Is this an exercise in giving us what we have already, and we should be thankful, or are we going to lose what little we have?
tjfxh
1. If we are going to continue to have private health insurance, the way to introduce more competition in the private health insurance market is to revoke their exemption from anti-trust laws.
2. Any public option, even a weak one, is better than no public option.
3. A universal mandate without a strong public option, that is, an option available to virtually anyone who opts for it, is a poison pill for Democrats.
4. No solution other than single payer is going to work to control cost and provide universal care, so eventually that is going to happen of necessity.
Linden
Medicaid is not a public option, because access to it is strictly limited. It also insures a lot of very sick and elderly people, freeing up the insurance companies to make bigger profits. That’s why it hasn’t acted as a cost brake. A true public option would be open to everyone, and that’s just what we’re not going to get.
senecal
Ironic that the universal mandate, originally justified as necessary to make a public option viable, now hangs on as a whip for punishing the poor.
Tom Robinson
The Swiss plan, all private but all covered, gets Sunday coverage in the New York Times. This is where we’re headed in the US. It’s not going to be like Canada; it doesn’t have to be like Canada; it might even be cheaper if it’s not like Canada.
The US helath plan is going to be regulated private insurance. The insurance companies know it has to work, or they will have federal competition.
I suspect this will irritate everyone who has fought for single-payer for so long, but I don’t see single payer coming. I see universal coverage coming, and that will be progress compared to the lack of universal coverage.
Ian Welsh
The Swiss
a) regulate their insurance companies very strictly
b) Keep profits on basic insurance within (low) limits
c) have a much higher median income than the US
d) have a higher cost of insurance than Canada or most other countries, doing it private, even the Swiss way, is more expensive.
If the US is willing to massively regulate its insurance companies, then the Swiss model can work in the US. Tom is right–they key is REGULATION – heavy regulation.
I leave it as a reader exercise to decide how likely that is.
DWCG
Hmmm…so I’m trying to remember what heavily regulated industry does not run-roughshod over the American people:
Energy?
Banking?
How could I be so naive as to think we couldn’t replicate those great success stories with health care. Sign me up now!

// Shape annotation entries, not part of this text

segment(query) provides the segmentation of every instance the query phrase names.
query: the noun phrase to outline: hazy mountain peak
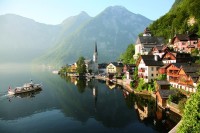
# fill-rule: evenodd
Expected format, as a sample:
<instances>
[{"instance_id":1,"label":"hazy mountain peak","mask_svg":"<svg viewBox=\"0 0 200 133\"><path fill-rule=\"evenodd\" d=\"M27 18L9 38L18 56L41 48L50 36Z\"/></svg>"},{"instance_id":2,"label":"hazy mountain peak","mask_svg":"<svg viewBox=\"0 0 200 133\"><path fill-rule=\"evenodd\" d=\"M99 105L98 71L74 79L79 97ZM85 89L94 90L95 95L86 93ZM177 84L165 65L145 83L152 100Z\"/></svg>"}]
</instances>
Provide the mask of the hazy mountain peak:
<instances>
[{"instance_id":1,"label":"hazy mountain peak","mask_svg":"<svg viewBox=\"0 0 200 133\"><path fill-rule=\"evenodd\" d=\"M85 12L85 11L82 11L81 13L79 13L78 15L76 16L71 16L67 19L65 19L63 22L62 22L62 25L63 24L68 24L69 22L71 23L72 21L85 21L85 20L89 20L91 17Z\"/></svg>"},{"instance_id":2,"label":"hazy mountain peak","mask_svg":"<svg viewBox=\"0 0 200 133\"><path fill-rule=\"evenodd\" d=\"M109 14L123 14L123 13L132 13L130 11L128 11L125 7L123 6L110 6L107 7L103 13L109 13ZM133 13L132 13L133 14Z\"/></svg>"}]
</instances>

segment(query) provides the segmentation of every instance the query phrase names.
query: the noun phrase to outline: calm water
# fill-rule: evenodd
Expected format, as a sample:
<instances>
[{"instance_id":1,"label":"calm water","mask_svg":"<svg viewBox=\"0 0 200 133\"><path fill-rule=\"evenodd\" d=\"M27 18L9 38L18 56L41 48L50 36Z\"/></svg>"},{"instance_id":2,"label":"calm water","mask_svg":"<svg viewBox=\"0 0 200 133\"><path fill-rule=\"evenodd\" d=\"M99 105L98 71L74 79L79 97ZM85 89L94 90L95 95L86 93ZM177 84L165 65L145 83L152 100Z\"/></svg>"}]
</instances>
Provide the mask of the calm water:
<instances>
[{"instance_id":1,"label":"calm water","mask_svg":"<svg viewBox=\"0 0 200 133\"><path fill-rule=\"evenodd\" d=\"M9 86L30 79L42 83L43 90L6 95ZM167 132L179 119L157 109L152 98L128 94L120 86L61 78L28 66L0 66L0 133Z\"/></svg>"}]
</instances>

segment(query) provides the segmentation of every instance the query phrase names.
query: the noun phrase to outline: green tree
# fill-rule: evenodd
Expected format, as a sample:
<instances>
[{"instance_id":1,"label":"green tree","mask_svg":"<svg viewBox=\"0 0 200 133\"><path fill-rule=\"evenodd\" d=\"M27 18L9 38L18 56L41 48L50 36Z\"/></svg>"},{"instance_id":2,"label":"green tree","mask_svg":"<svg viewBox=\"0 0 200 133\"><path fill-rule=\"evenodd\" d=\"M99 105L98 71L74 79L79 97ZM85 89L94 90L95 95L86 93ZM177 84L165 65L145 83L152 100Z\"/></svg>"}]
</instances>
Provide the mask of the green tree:
<instances>
[{"instance_id":1,"label":"green tree","mask_svg":"<svg viewBox=\"0 0 200 133\"><path fill-rule=\"evenodd\" d=\"M83 75L86 73L86 65L85 65L85 58L84 57L79 57L77 63L77 73L79 73L79 75Z\"/></svg>"},{"instance_id":2,"label":"green tree","mask_svg":"<svg viewBox=\"0 0 200 133\"><path fill-rule=\"evenodd\" d=\"M126 51L120 55L120 59L124 64L133 64L135 60L133 59L133 55L135 54L135 45L129 44Z\"/></svg>"},{"instance_id":3,"label":"green tree","mask_svg":"<svg viewBox=\"0 0 200 133\"><path fill-rule=\"evenodd\" d=\"M199 89L199 87L198 87ZM200 131L200 91L193 94L186 102L178 133L199 133Z\"/></svg>"}]
</instances>

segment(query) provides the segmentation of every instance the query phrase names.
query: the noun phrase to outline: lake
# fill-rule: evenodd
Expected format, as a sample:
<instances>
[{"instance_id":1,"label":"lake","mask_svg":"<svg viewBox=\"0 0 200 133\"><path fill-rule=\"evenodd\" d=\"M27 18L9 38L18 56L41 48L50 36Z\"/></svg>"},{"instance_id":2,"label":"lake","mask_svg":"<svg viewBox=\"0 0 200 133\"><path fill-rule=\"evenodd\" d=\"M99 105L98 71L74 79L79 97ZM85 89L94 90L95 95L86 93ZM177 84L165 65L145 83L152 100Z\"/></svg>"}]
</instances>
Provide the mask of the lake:
<instances>
[{"instance_id":1,"label":"lake","mask_svg":"<svg viewBox=\"0 0 200 133\"><path fill-rule=\"evenodd\" d=\"M8 87L33 80L41 91L8 96ZM168 132L180 120L151 97L104 81L70 79L29 65L0 65L1 133Z\"/></svg>"}]
</instances>

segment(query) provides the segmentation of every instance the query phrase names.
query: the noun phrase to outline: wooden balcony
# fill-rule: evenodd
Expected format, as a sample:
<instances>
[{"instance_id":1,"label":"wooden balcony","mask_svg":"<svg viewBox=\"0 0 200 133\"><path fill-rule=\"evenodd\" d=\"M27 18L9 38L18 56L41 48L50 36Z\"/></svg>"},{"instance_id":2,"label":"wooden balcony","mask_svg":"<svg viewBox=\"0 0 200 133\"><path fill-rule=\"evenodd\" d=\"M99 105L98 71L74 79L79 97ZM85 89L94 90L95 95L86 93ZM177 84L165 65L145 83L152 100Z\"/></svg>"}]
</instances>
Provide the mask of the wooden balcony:
<instances>
[{"instance_id":1,"label":"wooden balcony","mask_svg":"<svg viewBox=\"0 0 200 133\"><path fill-rule=\"evenodd\" d=\"M179 77L178 72L177 73L167 72L167 75L170 76L170 77Z\"/></svg>"},{"instance_id":2,"label":"wooden balcony","mask_svg":"<svg viewBox=\"0 0 200 133\"><path fill-rule=\"evenodd\" d=\"M145 69L144 69L144 68L140 68L140 69L138 70L138 72L145 72Z\"/></svg>"}]
</instances>

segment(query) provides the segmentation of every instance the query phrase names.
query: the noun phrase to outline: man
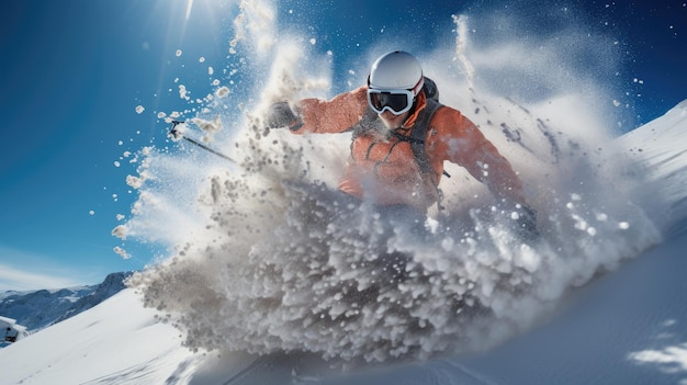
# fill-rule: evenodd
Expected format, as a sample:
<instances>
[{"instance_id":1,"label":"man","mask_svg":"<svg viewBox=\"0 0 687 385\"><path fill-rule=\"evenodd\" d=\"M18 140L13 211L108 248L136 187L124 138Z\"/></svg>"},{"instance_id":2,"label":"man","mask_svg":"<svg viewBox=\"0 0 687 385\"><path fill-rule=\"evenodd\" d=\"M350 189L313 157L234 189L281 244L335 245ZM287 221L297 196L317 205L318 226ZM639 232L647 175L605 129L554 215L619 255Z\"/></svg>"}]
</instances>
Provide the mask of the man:
<instances>
[{"instance_id":1,"label":"man","mask_svg":"<svg viewBox=\"0 0 687 385\"><path fill-rule=\"evenodd\" d=\"M330 101L303 99L293 109L275 103L267 125L295 134L352 131L339 190L379 207L426 214L440 204L443 162L460 165L486 184L519 234L538 236L534 212L508 160L460 111L439 104L437 93L419 61L396 50L374 61L367 86Z\"/></svg>"}]
</instances>

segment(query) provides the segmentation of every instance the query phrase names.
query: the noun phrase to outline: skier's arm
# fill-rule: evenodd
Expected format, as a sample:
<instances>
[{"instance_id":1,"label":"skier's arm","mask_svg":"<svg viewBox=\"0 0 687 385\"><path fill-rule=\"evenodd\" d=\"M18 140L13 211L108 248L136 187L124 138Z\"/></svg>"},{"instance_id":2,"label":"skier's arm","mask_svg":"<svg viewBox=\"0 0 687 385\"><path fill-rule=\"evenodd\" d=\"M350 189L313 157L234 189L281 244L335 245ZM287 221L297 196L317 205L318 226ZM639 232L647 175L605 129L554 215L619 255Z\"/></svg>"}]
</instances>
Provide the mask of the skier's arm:
<instances>
[{"instance_id":1,"label":"skier's arm","mask_svg":"<svg viewBox=\"0 0 687 385\"><path fill-rule=\"evenodd\" d=\"M344 132L364 114L368 106L365 92L367 89L361 87L329 101L303 99L293 109L288 102L274 103L267 114L267 126L289 127L295 134Z\"/></svg>"}]
</instances>

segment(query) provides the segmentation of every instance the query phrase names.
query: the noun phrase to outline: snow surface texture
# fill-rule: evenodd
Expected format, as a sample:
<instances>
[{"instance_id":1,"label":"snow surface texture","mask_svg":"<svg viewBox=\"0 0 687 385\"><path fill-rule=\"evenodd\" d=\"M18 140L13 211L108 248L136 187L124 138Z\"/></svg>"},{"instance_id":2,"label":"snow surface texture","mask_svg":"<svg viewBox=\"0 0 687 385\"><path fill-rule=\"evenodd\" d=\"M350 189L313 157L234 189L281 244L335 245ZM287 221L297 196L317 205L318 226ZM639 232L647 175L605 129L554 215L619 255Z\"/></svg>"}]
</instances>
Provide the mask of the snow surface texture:
<instances>
[{"instance_id":1,"label":"snow surface texture","mask_svg":"<svg viewBox=\"0 0 687 385\"><path fill-rule=\"evenodd\" d=\"M246 23L237 27L273 25L260 22L273 14L259 12L267 4L247 3L238 19ZM545 102L525 107L495 97L493 84L473 76L487 53L471 49L464 18L455 23L454 46L419 57L425 72L442 102L468 113L520 172L543 241L518 241L510 213L494 208L486 190L457 167L441 185L448 211L428 223L427 237L404 224L381 237L386 224L364 204L351 207L330 192L347 157L346 135L261 128L274 101L330 97L329 70L322 68L328 58L305 52L299 38L266 46L272 39L264 33L278 33L272 26L248 31L244 38L261 37L237 41L256 48L241 58L269 73L254 79L256 107L232 115L226 111L239 101L211 98L194 116L215 127L241 122L224 127L224 136L212 133L213 145L230 148L236 162L153 149L137 179L144 182L136 216L115 231L176 246L131 285L181 330L185 346L365 362L485 350L544 321L571 290L660 241L634 195L641 180L623 173L633 166L605 145L611 133L602 105L612 104L604 90L551 76L533 87L548 90ZM542 73L574 73L555 55L545 59ZM488 65L498 72L498 60ZM180 194L169 185L184 189ZM410 256L401 276L378 258L397 252Z\"/></svg>"}]
</instances>

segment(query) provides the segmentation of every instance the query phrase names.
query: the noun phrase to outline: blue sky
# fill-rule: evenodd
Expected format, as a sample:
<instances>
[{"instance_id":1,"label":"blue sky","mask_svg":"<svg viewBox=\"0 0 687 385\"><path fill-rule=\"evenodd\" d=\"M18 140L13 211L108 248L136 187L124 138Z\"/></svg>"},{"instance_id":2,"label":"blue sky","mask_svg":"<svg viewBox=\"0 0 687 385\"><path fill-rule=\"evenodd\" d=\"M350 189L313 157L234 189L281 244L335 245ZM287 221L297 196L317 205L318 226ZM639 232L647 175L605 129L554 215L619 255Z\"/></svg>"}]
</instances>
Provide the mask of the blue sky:
<instances>
[{"instance_id":1,"label":"blue sky","mask_svg":"<svg viewBox=\"0 0 687 385\"><path fill-rule=\"evenodd\" d=\"M100 282L153 259L143 246L124 260L111 236L135 199L124 151L165 144L155 112L180 105L168 90L184 63L204 57L226 66L234 1L9 0L0 16L0 291ZM621 56L613 80L628 92L634 123L687 99L687 5L663 1L561 2L583 15L583 27L615 36ZM534 1L282 1L280 21L309 30L322 49L352 60L393 39L453 38L451 14L515 12L525 30L545 33ZM609 5L610 4L610 5ZM553 5L552 5L553 7ZM293 10L293 12L288 12ZM188 18L187 18L188 16ZM541 21L538 21L541 20ZM488 26L482 26L488 27ZM593 69L592 69L593 70ZM199 71L188 83L207 83ZM634 81L634 79L641 82ZM345 84L335 87L345 89ZM135 112L144 105L142 114ZM115 162L121 166L116 167Z\"/></svg>"}]
</instances>

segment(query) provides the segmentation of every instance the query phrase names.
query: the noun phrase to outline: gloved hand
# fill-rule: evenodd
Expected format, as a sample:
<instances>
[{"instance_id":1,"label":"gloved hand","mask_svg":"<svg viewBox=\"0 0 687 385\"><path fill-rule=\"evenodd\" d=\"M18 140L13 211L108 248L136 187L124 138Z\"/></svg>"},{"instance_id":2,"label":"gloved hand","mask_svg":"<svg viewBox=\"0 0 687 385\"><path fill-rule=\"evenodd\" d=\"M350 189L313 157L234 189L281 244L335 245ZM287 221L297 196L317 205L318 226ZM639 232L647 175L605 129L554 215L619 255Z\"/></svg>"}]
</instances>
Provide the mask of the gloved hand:
<instances>
[{"instance_id":1,"label":"gloved hand","mask_svg":"<svg viewBox=\"0 0 687 385\"><path fill-rule=\"evenodd\" d=\"M537 228L537 212L525 204L516 204L506 210L506 217L514 223L514 231L525 242L532 242L541 237Z\"/></svg>"},{"instance_id":2,"label":"gloved hand","mask_svg":"<svg viewBox=\"0 0 687 385\"><path fill-rule=\"evenodd\" d=\"M303 126L303 121L293 113L289 103L284 101L270 105L264 116L264 124L266 128L269 129L289 127L296 131Z\"/></svg>"}]
</instances>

And universal coverage? Really? What good is coverage if you can’t afford to eat good food, and have to work overtime and live in rat and mold infested homes that you can’t afford to mitigate, because your spending all your money on a phony private health insurance product.
By the way, in the course of this discussion, has ANYONE, I do mean ANYONE suggested that private insurers would reduce their atrocious rate of claim denials, let alone stop the practice?
Seriously, forgive me for not dancing in the streets about being forced to pay for a private insurance product that will continue to deny me care.
senecal
Relevant in the broad sense to this issue is Diana Johnstone’s article in the weekend Counterpunch: “Is Socialism Dead?” — a pretty good update on the electoral weakness, if not irrelevance, of the Left in Europe. Can the US in any way be more advanced than Europe in this?
http://counterpunch.com/johnstone10022009.html
Ian Welsh
There was a time when energy utilities were highly regulated and succesfully so. For that matter, the financial sector was pretty well regulatred from the New Deal through about the mid 70’s to early eighties. But the social contract on such has broken down since then.